Personal information
- Born: May 16, 1979 (age 47) Faribault, Minnesota, U.S.
- Listed height: 5 ft 11 in (1.80 m)
- Listed weight: 196 lb (89 kg)

Career information
- High school: Faribault
- College: Mount Union
- NFL draft: 2003: undrafted

Career history
- Detroit Lions (2003–2004); → Frankfurt Galaxy (2004);

Awards and highlights
- 3× NCAA Division III national champion (2000–2002); 2× First-team All-American (2001–2002); 2× First-team All-OAC (2001–2002);
- Stats at Pro Football Reference

= Chris Kern =

American football player (born 1979)

Christopher Albert Kern (born May 16, 1979) is an American former professional football cornerback who played one season with the Detroit Lions of the National Football League (NFL). He played college football for the Mount Union Purple Raiders. He was also a member of the Frankfurt Galaxy of NFL Europe.

==Early life and college==
Christopher Albert Kern was born May 16, 1979, in Faribault, Minnesota, and attended Faribault High School. He played college football for the Mount Union Purple Raiders and was a three-time NCAA Division III national champion from 2000 to 2002. He was named first-team All-Ohio Athletic Conference in 2001 and 2002, a first-team All-American by the Football Gazette and D3football.com in 2001, and a first-team All-American by the Associated Press, American Football Coaches Association, Football Gazette, and D3football.com in 2002. Kern set the school record for career passes defended with 58. He was also a third-team CoSIDA Academic All-American in 2001 and a first-team CoSIDA Academic All-American in 2002. He was inducted into the University of Mount Union M Club Hall of Fame in 2023.

==Professional career==
After going undrafted in the 2003 NFL draft, Kern signed with the Detroit Lions on May 2, 2003. He was waived on July 21 and later signed to the team's practice squad on December 16. He signed a reserve/future contract with the Lions on December 29, 2003.

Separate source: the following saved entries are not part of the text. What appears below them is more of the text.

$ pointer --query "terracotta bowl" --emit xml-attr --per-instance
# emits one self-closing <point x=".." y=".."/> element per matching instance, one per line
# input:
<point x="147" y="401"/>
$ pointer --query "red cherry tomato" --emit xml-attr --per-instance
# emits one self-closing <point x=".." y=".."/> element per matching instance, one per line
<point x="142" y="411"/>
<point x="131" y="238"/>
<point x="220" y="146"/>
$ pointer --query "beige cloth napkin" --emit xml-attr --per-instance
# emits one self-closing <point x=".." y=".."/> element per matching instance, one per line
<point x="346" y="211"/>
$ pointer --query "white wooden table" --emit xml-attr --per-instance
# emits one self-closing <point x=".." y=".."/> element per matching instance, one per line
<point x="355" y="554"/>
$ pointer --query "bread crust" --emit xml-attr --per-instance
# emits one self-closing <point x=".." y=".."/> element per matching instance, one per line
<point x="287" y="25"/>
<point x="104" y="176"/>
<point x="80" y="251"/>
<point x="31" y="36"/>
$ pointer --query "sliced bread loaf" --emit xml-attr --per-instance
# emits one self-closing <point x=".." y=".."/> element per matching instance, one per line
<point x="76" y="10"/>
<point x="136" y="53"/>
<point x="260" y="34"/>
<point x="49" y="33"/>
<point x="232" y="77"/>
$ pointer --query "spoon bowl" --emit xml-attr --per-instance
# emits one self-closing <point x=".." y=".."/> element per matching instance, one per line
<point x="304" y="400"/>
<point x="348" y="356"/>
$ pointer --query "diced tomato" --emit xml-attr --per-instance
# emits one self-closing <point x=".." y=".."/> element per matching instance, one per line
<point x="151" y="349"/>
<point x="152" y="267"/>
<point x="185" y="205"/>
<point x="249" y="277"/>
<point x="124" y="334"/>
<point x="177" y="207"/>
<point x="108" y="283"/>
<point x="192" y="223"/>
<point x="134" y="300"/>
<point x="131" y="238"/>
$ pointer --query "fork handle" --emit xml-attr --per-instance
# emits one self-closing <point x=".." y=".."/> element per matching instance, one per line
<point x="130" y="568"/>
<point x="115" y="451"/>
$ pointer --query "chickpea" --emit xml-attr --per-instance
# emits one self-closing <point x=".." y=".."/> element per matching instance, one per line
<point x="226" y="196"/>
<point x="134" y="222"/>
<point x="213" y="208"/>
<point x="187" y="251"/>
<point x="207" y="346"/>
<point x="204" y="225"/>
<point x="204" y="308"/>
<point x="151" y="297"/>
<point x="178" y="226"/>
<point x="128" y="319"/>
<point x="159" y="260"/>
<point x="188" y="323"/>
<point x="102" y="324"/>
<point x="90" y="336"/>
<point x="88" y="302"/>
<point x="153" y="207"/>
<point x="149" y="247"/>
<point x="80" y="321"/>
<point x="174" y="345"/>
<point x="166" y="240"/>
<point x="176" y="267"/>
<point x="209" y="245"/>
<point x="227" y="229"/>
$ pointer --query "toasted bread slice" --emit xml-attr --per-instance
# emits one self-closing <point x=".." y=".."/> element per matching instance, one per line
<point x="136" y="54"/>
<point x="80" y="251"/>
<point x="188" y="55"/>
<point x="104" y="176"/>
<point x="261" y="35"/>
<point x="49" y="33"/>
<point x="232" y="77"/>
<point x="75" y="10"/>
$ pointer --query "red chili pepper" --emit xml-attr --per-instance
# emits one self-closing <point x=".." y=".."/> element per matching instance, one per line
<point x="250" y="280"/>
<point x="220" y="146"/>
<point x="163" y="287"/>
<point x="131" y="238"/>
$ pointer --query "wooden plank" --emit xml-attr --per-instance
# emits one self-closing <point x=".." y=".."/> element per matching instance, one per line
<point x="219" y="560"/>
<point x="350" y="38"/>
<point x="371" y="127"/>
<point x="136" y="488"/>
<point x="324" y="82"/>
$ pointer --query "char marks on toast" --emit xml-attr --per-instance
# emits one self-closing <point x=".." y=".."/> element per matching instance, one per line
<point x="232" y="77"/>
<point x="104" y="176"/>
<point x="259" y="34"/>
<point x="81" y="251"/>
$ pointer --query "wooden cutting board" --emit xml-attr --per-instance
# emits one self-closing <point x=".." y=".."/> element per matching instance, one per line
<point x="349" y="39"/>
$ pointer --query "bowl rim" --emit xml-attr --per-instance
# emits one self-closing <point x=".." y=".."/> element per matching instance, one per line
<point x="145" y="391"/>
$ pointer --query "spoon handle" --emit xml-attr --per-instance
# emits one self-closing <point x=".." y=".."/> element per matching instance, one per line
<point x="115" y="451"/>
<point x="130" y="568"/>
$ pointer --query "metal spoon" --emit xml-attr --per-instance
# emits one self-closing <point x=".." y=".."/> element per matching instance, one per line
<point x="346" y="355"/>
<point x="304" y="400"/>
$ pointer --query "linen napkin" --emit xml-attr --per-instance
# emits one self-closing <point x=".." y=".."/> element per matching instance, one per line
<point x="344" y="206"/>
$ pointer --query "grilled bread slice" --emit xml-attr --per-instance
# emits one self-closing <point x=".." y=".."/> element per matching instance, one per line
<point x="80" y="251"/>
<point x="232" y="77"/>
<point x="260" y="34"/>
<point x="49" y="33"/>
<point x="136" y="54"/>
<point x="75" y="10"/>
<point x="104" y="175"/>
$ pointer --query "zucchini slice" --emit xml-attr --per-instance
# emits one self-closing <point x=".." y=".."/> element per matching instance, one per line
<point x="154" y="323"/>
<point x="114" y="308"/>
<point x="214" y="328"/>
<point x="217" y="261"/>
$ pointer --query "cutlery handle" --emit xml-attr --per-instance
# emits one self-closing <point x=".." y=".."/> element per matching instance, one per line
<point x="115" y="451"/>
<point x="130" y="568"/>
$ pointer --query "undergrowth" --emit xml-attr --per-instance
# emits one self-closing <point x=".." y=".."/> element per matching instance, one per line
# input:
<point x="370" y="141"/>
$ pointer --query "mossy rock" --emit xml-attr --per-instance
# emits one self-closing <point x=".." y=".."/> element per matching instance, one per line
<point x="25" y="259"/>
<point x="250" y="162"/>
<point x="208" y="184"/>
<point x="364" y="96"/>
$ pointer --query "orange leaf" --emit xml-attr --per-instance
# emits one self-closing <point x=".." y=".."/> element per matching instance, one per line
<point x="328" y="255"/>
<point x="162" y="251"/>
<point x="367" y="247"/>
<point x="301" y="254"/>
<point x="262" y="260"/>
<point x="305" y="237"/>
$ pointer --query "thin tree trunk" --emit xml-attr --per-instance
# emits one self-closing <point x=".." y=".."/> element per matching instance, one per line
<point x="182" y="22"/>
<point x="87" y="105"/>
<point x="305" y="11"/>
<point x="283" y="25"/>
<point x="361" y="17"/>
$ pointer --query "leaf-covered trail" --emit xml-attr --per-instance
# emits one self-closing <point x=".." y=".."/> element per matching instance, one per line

In 2004, Kern was allocated to NFL Europe to play for the Frankfurt Galaxy during the 2004 NFL Europe season. He played in all 10 games for the Galaxy, recording six tackles on defense, ten tackles on specials teams, one interception, five pass breakups, and one forced fumble. The Galaxy advanced to World Bowl XII, where they lost to the Berlin Thunder. Kern played in two games for the Lions during the 2004 NFL season without recording any statistics before being waived on September 22, 2004.